The deal with Comac and Avic marks GE Aviation’s first major selection as an integrated systems supplier. “There aren’t too many other big platforms coming up and it is important for us to keep technology advancing,” GE Aviation’ Systems president and CEO Lynn Bolsinger told AIN. “This will propel us a generation ahead of where we are today.
“Avic is quite accomplished in terms of systems and they bring excellent engineers with integration capability for the airframe interface,” she added. “We bring civil aircraft capability, making this a truly symbiotic relationship.”
Bolsinger explained that Comac has made a conscious decision to go with an open-architecture approach to the C919’s avionics, rather than buying systems “off-the-shelf,” specifically because they wanted to fit the C919 with the most advanced technology. Conversely, for the aircraft’s electrical power system, Comac decided that the risk of developing an open-architecture system would be too great, which meant it did not select GE to provide the gearbox generator.
GE has also formed a joint venture with nacelle specialist Nexcelle to develop a new integrated propulsion package, which Cormac also has selected for the C919. The integrated system covers the nacelles and thrust reverser, delivering reduced weight and improved aerodynamics, for an estimated cut in fuel burn of 1.5 percent. The nacelle is to be integrated with the pylon.
For Bolsinger, these new program selections and partnerships are the outcome of GE Aviation Systems’ strong commitment to research and development even during the aerospace industry’s down cycle. The U.S.-based group intends to double its total R&D spend between 2008 and 2012 as it seeks to raise its presence in the fields of propulsion, electrical power and avionics systems.
Part of this additional investment is paying for two new electrical power laboratories, one in Ohio and the other at Cheltenham in the UK. Those labs have been tasked with achieving a leap forward in technology such as an integrated gearbox generator that could be applied to General Electric and CFM International turbofans, but also potentially to other companies’ powerplants.
“Variable frequency is the way of the future for civil aircraft generators,” said Bolsinger. “We could deliver this as a bolt-on variable frequency unit or through a generator that shares oil with the gearbox, or ultimately as a fully integrated generator. The idea is simply to take weight out [of the design].”
GE’s engineers also are stepping up efforts in primary power distribution. They are working on the use of silicon carbide in switching devices and components to reduce thermal loss and make switching faster. The end result should be a smaller distribution box delivering two or three times as much power as a larger unit.
In air traffic management, GE has big plans for RNP approach provider Naverus, which it acquired last year.
“RNP approaches will be part of the foundation for rebuilding ATM and I am now even more convinced that it is critical for the viability of the [air transport] industry,” said Bolsinger, explaining that the more efficient, direct approaches to airports contribute to reductions in fuel burn of between 5 and 15 percent. GE believes that with its backing, Naverus will be able to start making progress with North American airports, building on its earlier successes in Australia, China and South America.

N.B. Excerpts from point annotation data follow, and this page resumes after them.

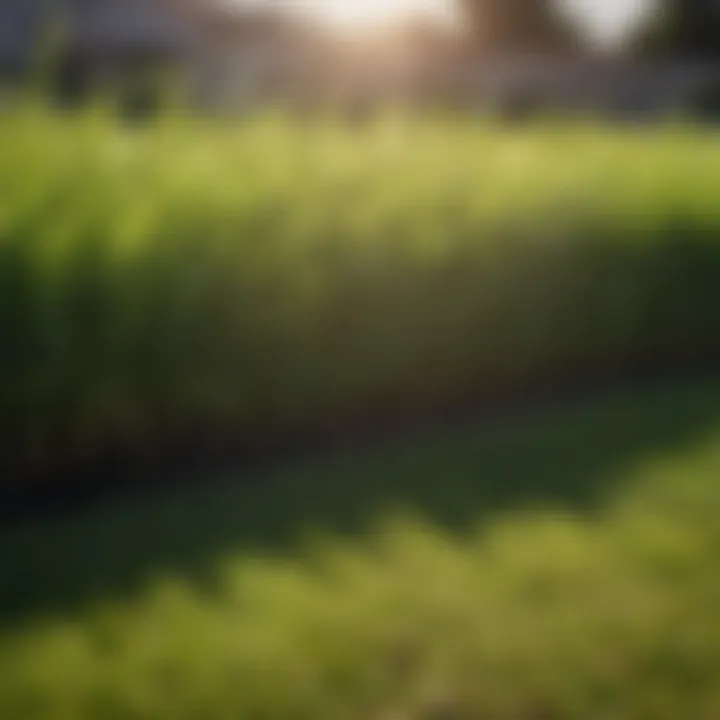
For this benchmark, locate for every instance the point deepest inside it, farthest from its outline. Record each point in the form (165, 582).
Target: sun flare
(356, 14)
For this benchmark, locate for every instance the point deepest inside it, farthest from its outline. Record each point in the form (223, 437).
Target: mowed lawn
(561, 562)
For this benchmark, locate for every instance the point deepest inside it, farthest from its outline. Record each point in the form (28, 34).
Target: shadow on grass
(569, 455)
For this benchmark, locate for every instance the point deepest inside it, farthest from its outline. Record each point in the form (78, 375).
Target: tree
(682, 28)
(517, 26)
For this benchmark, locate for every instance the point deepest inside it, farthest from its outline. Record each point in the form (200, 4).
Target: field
(558, 564)
(233, 285)
(242, 286)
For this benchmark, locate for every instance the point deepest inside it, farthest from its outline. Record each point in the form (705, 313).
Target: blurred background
(615, 57)
(359, 360)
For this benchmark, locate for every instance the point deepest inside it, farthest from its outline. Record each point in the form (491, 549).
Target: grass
(248, 282)
(560, 564)
(251, 282)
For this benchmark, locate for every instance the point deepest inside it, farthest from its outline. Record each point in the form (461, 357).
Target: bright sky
(605, 19)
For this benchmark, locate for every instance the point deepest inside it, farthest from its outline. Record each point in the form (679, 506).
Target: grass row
(245, 282)
(602, 609)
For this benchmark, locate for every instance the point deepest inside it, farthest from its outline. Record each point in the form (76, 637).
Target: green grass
(560, 564)
(244, 282)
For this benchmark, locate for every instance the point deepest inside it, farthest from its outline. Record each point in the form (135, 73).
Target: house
(224, 55)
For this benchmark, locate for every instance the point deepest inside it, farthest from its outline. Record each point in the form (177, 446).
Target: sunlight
(358, 14)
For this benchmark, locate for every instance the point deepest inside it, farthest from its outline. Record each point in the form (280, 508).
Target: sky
(607, 20)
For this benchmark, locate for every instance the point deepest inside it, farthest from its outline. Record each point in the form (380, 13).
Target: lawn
(557, 563)
(229, 288)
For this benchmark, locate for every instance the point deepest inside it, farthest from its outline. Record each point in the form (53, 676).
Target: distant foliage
(682, 29)
(510, 27)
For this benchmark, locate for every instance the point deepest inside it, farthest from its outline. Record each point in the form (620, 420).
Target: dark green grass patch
(557, 565)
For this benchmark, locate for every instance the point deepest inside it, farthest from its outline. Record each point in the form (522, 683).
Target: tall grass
(249, 280)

GE Aviation also has been chosen by the U.S. Federal Aviation Administration to contribute to the Continuous Lower Energy, Emissions and Noise program, which is part of the wider NextGen ATM project. Its focus is to enable responsible air transport growth through better asset utilization, lower fuel burn and reduced costs for airlines, as well as reduced delays and improved airport throughput.
Finally, in health monitoring, GE has introduced the new ProDAPS system for Agusta Westland’s AW139 helicopter. The system uses artificial intelligence for advanced anomaly detection, looking not only how certain aircraft conditions relate to each other but identifying abnormalities in the data to detect about 50 percent more faults. Canadian AW139 operator Ornge has just received the first of 10 aircraft equipped with the system. GE has also Web-enabled its health monitoring technology so that customers can see data for their aircraft online.